As readers of the SCPR know, yours truly is impressed with the turnaround that Commissioners Bernabei and Creighton have brought to the Stark County commissioners' office with their coming on board in November, 2010 and January, 2011; respectively.
Compared to prior boards, this current board of commissioners is much more accessible, informative, communicative and transparent.
However, keep in mind that they have been under the gun to get a levy passed to avoid a county government financial catastrophe come 2012 and beyond.
With a prior board (Bosley, Harmon and Vignos) having imposed a 0.5% sales tax in December, 2008 (which a citizens group got repealed in November, 2009) and with the troubles in the Stark County treasury (revealed in April, 2009), the trust level in Stark County government was probably at an all time low. Consequently, Bernabei, Creighton and Ferguson knew they had a lot of repairing of the public trust to do before they could even think about putting a new levy on.
In a remarkably short period of time (less than a year), commissioners were able to restore enough trust to persuade Stark Countians to pass a 0.5% sales tax on this past November 8th.
If memory serves correctly (as to the date), yours truly asked the commissioners on the 9th whether or not Stark Countians could expect a continuation of:
- work sessions (which Bernabei and Creighton instituted) and the transparency they offer (Monday and Tuesday of each week),
- community meetings (21 from February through June of 2011) designed to promote dialogue (exchange of viewpoints) between the governed and the governors,
- open and accessible communication (e.g. Commissioner Creighton answers her own phone), and a
- drive towards greater efficiency and accountability in county employment.
Of course, words are one thing, but actions are another.
The Report is somewhat concerned that the commissioners may be losing their zeal for maintaining all of the positive changes they have brought to county government.
Admittedly, the evidence is thin that there may be some slippage occurring already so soon after the sales tax victory. However, the SCPR in bringing the matter up now is into the "a ounce of prevention is worth a pound of cure" mode.
On November 21st Stark County Benefits Coordinator Carol Hayn was brought into a Monday work session by commissioners to talk about the county's health insurance program (non-bargaining employees - 705 in number) and specifically to address the matter of how much employees should pay for insurance (Stark County is a self insurer except for catastrophic [in excess of $150,000 per claim] coverage) and what percentage of the premium the employees themselves should pay (currently at 10%).
The commissioners took in Hayn's information and recommendation (no increase in the total premium, but no recommendation on whether or not the 10% should be increased) and said they would decide the matter later.
It was not all that alarming that the commissioners did not discuss in public view their thoughts on that Monday. Perhaps they needed additional information, input, et cetera. However, it is not unusual for commissioners (especially Creighton) to give a first impression on the matter being considered.
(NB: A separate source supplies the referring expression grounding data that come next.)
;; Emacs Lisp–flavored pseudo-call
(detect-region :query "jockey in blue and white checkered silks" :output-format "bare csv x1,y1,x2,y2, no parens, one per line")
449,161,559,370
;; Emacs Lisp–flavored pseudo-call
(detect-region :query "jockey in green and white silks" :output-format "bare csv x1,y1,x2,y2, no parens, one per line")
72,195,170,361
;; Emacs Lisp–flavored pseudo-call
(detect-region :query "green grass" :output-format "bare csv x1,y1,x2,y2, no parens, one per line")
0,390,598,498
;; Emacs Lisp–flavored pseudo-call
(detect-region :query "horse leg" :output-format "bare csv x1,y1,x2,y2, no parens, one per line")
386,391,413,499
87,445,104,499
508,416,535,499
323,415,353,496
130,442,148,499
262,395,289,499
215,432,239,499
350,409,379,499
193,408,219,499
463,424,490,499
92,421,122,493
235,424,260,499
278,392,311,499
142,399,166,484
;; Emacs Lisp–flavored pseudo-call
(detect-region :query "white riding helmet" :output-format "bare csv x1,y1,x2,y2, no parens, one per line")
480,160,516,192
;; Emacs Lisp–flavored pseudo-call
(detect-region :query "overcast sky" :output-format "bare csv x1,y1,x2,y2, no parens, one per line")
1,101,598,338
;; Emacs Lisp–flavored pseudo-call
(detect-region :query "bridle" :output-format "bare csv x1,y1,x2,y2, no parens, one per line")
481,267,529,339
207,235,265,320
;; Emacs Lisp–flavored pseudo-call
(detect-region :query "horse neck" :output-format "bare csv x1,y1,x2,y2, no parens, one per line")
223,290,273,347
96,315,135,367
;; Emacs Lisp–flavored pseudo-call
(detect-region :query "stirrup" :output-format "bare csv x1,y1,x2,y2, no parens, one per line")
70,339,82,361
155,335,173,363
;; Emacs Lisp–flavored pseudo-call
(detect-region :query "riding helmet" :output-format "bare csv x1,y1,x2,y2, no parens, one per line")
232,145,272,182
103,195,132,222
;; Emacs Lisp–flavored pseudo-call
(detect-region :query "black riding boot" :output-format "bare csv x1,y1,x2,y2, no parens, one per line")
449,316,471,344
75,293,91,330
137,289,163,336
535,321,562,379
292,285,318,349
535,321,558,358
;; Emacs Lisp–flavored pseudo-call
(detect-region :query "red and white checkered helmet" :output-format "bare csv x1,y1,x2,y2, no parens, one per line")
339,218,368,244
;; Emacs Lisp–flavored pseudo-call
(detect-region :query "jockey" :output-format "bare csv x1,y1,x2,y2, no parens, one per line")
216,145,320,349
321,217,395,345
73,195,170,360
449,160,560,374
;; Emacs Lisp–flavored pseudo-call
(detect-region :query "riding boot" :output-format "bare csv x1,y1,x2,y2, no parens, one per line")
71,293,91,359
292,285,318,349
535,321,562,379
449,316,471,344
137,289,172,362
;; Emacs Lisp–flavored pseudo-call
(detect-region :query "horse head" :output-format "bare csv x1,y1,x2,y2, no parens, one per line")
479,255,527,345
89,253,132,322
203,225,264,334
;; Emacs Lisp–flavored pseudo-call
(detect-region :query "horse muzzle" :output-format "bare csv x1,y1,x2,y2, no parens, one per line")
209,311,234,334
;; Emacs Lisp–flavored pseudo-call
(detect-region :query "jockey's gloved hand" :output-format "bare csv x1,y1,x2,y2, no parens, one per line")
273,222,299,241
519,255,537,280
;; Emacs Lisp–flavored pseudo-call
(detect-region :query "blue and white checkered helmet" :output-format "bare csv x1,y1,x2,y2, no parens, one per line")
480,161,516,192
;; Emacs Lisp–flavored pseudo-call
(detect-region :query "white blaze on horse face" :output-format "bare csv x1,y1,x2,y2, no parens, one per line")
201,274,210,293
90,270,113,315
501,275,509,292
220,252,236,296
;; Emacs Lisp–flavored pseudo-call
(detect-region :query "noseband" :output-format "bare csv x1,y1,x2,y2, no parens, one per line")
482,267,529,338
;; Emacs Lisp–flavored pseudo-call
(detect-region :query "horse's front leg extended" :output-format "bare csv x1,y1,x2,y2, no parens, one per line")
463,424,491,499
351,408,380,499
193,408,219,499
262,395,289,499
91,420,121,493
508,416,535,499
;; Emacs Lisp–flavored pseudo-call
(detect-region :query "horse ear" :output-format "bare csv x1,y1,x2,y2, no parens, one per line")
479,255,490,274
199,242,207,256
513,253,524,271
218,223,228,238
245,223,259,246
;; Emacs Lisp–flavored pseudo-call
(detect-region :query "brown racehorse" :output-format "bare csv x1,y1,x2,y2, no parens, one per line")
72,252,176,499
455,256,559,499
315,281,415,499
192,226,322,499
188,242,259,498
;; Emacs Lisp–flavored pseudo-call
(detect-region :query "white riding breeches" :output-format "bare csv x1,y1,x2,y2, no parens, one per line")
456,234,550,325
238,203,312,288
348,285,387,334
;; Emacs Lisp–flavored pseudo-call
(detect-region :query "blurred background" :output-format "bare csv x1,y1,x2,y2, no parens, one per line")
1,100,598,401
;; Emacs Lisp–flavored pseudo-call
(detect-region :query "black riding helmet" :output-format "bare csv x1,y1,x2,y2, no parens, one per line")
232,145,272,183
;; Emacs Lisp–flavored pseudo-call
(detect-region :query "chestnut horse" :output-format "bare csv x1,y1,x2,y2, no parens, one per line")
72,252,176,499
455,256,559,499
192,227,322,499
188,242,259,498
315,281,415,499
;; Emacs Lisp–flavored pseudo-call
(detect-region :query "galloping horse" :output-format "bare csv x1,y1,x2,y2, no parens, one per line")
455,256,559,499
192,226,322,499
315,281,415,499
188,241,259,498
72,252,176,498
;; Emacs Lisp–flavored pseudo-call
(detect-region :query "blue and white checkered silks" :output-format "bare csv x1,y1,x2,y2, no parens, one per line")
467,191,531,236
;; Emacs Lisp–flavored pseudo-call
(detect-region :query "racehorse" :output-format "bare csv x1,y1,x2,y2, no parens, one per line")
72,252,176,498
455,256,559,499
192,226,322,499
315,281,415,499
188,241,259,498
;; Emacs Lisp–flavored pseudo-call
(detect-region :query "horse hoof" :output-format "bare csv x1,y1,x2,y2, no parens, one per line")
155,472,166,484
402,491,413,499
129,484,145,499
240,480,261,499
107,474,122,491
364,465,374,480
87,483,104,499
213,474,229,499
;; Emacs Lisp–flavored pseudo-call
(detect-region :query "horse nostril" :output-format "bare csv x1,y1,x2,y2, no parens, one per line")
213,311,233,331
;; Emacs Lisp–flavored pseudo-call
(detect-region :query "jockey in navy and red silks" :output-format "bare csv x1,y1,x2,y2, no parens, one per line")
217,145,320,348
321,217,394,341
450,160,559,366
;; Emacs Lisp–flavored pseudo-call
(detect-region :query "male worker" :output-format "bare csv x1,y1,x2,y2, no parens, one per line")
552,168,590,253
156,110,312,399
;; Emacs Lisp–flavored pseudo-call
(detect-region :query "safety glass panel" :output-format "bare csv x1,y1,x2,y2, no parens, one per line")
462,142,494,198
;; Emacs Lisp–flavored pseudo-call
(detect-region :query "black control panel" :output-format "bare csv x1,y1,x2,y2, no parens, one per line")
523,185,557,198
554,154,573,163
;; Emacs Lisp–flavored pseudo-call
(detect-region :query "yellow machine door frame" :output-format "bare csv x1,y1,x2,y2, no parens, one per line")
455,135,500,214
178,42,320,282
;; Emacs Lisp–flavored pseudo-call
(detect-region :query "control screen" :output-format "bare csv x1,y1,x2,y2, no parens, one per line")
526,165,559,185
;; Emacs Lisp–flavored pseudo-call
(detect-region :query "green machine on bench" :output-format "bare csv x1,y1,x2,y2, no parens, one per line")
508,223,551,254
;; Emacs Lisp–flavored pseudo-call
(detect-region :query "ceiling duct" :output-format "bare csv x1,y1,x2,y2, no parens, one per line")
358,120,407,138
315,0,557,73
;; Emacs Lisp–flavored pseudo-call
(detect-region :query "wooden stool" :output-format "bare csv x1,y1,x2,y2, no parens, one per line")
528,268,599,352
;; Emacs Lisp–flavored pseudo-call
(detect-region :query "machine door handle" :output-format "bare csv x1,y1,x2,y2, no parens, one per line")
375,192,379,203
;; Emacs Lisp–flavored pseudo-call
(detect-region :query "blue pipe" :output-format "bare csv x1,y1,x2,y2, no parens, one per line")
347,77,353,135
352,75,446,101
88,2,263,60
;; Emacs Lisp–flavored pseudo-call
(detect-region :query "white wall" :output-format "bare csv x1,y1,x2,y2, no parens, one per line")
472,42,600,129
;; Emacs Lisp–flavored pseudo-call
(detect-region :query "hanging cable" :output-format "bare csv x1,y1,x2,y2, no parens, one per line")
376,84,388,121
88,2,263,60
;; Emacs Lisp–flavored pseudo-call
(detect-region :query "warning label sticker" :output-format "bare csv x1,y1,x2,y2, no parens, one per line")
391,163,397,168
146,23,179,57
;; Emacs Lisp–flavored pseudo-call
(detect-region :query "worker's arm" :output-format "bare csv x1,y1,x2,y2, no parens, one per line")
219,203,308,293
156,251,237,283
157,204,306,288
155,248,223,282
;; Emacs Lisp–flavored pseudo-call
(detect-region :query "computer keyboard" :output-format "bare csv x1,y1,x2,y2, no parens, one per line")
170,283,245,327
What might be a cause for concern was that on Wednesday the 23rd (the regular commissioner meeting day) a motion was made to keep the percentage paid by affected county employees at 10 percent and passed without discussion and without comment as to the merits/demerits of raising the rate unless one thinks that the term of years that a rate is in place or a reference to the "unstable financial condition of the county" is such a discussion. The SCPR does not.
After the meeting, Commissioner Bernabei did address the questions of media present including yours truly. The Report's take on Bernabei's answers is that they were of a superficial variety and indicative, perhaps, that the commissioners did not consider seriously the possibility of requiring county employees to pay more.
Hayn had presented data on Monday that an increase to 16% would save county government some $217,000.
The Kaiser Family Foundation recently put out a report showing that in the private sector employees pay an average of 27% of their health insurance premiums.
But the commissioners did not discuss in public in much detail as to why there should not have been an increase for 2012. Bernabei did say (is sort of an after thought fashion) as justification for holding the rate at 10% that employees have not had a pay increase in several years.
The question the SCPR has is this: why didn't the commissioners discuss the matter in a public meeting and provide chapter and verse detail why Stark County employees should maintain their 17% advantage on their health insurance contribution rate over private sector employees?
Yours truly spoke with local attorney and civic activist Craig T. Conley (he led the effort to repeal the imposed sales tax of 2008) earlier this week and he says that he believes that the commissioners are on a track to forget past lessons learned (on the trust issue)and that within a year or so they will be asking Stark Countians for additional sales tax money without having changed/negotiated or encouraging other county departments of government to change/negotiate the formula of employee benefits (primarily pensions) and their contribution rates for health insurance/retirement plans.
The commissioners may have indepth reasons why they chose stay at the 10% rate but they chose not to share them with the Stark County public.
Could it be that they are in a mode of backsliding on the matter of transparency in county government?